In deze zaak heeft de Rechtbank Den Haag op 28 maart 2025 uitspraak gedaan in een bestuursrechtelijke procedure betreffende een bewaringsmaatregel opgelegd aan eiser door de minister van Asiel en Migratie. De maatregel was gebaseerd op artikel 59a, eerste lid, van de Vreemdelingenwet 2000, waarbij verweerder stelde dat er een concreet aanknopingspunt was voor een overdracht onder de Dublinverordening en dat er een significant risico bestond dat eiser zich aan het toezicht zou onttrekken. Eiser heeft beroep ingesteld tegen het bestreden besluit, dat op 13 maart 2025 was genomen, en heeft tevens verzocht om schadevergoeding. De rechtbank heeft het beroep behandeld op 26 maart 2025, waarbij eiser en verweerder zich beiden hebben laten vertegenwoordigen door gemachtigden.
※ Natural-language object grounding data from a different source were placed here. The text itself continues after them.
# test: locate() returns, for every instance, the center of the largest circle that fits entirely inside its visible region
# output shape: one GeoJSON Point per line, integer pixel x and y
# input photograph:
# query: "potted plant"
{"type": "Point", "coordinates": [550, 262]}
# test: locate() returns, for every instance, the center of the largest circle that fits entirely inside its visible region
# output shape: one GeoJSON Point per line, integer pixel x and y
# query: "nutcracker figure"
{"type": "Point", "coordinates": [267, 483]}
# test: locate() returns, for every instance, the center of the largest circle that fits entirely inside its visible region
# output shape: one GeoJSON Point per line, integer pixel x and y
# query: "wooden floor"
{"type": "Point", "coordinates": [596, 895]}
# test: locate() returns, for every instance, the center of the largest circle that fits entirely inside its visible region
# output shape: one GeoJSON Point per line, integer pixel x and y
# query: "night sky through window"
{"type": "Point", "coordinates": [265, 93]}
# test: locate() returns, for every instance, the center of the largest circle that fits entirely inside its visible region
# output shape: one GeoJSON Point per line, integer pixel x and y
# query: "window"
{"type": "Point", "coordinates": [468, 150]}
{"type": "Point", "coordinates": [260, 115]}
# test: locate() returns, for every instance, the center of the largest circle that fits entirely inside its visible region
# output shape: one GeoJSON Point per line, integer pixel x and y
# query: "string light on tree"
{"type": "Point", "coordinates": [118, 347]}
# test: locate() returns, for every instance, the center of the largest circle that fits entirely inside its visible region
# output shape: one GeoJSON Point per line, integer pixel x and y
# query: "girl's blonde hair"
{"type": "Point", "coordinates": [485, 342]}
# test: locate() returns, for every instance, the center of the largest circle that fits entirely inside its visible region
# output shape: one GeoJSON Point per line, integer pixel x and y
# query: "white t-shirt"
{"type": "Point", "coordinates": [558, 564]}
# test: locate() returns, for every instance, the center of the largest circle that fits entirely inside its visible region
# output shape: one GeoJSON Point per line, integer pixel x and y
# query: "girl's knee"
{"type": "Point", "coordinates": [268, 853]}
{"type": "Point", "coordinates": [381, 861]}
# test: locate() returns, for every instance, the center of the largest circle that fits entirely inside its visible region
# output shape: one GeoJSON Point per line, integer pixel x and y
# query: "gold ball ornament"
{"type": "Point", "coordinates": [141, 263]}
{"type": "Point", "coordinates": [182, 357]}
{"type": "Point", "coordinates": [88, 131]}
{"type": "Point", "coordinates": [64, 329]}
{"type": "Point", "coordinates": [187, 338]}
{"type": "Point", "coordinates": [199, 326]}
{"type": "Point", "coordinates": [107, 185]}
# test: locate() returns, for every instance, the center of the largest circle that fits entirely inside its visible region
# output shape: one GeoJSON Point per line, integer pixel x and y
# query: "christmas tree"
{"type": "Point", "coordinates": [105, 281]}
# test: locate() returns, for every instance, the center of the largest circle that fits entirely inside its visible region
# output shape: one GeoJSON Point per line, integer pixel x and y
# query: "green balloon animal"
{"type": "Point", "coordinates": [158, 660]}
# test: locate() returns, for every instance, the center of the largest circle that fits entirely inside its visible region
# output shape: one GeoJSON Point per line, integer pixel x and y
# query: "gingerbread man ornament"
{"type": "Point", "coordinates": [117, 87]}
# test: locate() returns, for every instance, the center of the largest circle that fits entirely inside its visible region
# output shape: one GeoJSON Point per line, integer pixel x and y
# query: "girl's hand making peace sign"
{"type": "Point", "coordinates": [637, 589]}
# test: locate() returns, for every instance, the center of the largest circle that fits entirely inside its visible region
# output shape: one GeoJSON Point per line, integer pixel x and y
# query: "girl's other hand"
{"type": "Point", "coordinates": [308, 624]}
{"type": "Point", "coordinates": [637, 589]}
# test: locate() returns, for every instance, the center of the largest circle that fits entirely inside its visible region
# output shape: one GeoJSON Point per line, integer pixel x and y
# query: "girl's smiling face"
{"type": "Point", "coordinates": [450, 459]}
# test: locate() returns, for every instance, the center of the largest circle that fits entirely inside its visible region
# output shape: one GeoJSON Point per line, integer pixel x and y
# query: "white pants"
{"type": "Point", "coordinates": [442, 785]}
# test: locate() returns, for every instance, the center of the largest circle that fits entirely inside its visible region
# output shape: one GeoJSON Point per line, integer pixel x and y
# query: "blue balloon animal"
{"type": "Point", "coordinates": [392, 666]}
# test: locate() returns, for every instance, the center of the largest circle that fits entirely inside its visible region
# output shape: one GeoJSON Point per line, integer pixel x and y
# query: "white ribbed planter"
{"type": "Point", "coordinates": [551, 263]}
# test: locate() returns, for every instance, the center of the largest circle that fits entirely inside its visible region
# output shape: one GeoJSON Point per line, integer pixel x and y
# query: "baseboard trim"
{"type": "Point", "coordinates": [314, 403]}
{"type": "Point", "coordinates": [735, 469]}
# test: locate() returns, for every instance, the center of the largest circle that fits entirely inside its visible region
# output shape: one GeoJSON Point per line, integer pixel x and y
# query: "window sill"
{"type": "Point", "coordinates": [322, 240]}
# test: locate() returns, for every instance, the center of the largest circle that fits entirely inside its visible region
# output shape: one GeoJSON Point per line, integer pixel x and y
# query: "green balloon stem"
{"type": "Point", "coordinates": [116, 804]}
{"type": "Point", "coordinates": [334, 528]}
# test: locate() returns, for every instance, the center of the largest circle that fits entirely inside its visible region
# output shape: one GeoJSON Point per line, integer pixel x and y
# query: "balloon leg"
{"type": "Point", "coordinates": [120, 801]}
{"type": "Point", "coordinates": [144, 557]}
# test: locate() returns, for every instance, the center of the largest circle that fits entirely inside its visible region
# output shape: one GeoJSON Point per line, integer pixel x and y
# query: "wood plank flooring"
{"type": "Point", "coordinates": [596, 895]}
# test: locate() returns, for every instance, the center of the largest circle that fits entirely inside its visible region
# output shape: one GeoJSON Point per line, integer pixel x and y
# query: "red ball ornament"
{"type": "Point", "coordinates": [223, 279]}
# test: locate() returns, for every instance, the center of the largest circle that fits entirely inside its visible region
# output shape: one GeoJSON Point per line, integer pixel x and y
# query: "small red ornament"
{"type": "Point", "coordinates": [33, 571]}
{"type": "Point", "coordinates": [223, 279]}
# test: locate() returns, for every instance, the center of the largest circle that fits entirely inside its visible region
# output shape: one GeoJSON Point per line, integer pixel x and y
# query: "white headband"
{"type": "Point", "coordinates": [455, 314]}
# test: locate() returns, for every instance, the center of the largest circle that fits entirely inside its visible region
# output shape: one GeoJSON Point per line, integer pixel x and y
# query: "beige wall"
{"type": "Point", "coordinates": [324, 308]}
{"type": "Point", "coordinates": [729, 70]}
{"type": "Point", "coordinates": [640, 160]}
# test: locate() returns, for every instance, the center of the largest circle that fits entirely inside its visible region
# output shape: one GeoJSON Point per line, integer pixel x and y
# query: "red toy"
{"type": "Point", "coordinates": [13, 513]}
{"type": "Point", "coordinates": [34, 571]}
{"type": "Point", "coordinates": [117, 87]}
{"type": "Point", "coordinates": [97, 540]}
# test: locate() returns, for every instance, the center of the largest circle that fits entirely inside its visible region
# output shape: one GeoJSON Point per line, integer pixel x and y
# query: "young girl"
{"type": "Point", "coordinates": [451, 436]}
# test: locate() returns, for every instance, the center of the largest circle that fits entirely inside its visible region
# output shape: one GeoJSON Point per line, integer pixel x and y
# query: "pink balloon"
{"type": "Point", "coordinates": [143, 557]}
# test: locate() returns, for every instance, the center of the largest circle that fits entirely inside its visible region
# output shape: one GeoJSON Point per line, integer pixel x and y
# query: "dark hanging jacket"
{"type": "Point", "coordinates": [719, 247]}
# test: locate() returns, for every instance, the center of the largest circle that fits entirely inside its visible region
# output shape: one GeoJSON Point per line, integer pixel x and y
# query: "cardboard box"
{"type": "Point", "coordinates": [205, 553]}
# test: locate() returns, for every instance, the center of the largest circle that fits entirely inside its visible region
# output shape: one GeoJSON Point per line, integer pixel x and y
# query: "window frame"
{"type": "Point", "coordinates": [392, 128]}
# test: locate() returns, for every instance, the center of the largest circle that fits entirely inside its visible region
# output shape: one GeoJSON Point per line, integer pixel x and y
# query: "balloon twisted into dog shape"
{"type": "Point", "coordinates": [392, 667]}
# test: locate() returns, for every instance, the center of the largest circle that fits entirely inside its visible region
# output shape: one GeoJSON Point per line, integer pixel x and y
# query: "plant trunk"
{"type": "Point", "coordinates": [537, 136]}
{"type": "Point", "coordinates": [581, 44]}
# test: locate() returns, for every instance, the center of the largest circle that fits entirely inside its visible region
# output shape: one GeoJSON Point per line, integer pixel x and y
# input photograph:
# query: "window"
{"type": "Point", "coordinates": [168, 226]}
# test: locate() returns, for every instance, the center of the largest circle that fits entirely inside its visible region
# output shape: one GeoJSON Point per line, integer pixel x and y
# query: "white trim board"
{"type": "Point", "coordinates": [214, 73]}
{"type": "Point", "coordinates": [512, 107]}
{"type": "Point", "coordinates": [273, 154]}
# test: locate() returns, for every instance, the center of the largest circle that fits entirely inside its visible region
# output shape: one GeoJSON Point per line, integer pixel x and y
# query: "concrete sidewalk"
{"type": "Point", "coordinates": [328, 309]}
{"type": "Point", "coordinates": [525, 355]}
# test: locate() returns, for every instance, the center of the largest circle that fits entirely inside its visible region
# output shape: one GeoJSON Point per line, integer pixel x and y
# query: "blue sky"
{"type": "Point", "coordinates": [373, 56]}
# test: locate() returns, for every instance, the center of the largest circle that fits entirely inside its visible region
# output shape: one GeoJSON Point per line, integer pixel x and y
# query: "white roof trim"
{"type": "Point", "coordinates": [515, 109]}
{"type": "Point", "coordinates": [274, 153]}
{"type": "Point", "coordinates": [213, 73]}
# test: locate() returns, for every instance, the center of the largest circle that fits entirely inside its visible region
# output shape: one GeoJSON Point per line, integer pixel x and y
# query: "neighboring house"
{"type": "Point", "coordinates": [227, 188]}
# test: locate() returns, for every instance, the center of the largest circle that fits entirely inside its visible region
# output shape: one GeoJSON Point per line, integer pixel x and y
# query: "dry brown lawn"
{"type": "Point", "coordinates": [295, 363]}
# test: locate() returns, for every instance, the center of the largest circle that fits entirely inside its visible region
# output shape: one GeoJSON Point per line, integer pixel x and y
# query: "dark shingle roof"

De rechtbank heeft overwogen dat, omdat de bewaring inmiddels was opgeheven, de beoordeling zich beperkte tot de vraag of eiser recht had op schadevergoeding. De rechtbank concludeerde dat de tenuitvoerlegging van de maatregel van bewaring niet onrechtmatig was geweest, ondanks de argumenten van eiser dat verweerder onvoldoende voortvarend had gehandeld. De rechtbank oordeelde dat verweerder voldoende had gemotiveerd waarom de bewaring noodzakelijk was en dat de termijn van vier dagen voor de overdracht gerechtvaardigd was gezien de omstandigheden van de zaak. Eiser's verzoek om schadevergoeding werd afgewezen, en de rechtbank oordeelde dat er geen aanleiding was voor een proceskostenveroordeling.
De uitspraak is openbaar gemaakt en er is een rechtsmiddel tegen deze uitspraak mogelijk binnen één week na bekendmaking. De rechtbank heeft de uitspraak gedaan in aanwezigheid van de griffier, mr. A. Duijf, en heeft de zaak afgesloten met de conclusie dat het beroep ongegrond is verklaard.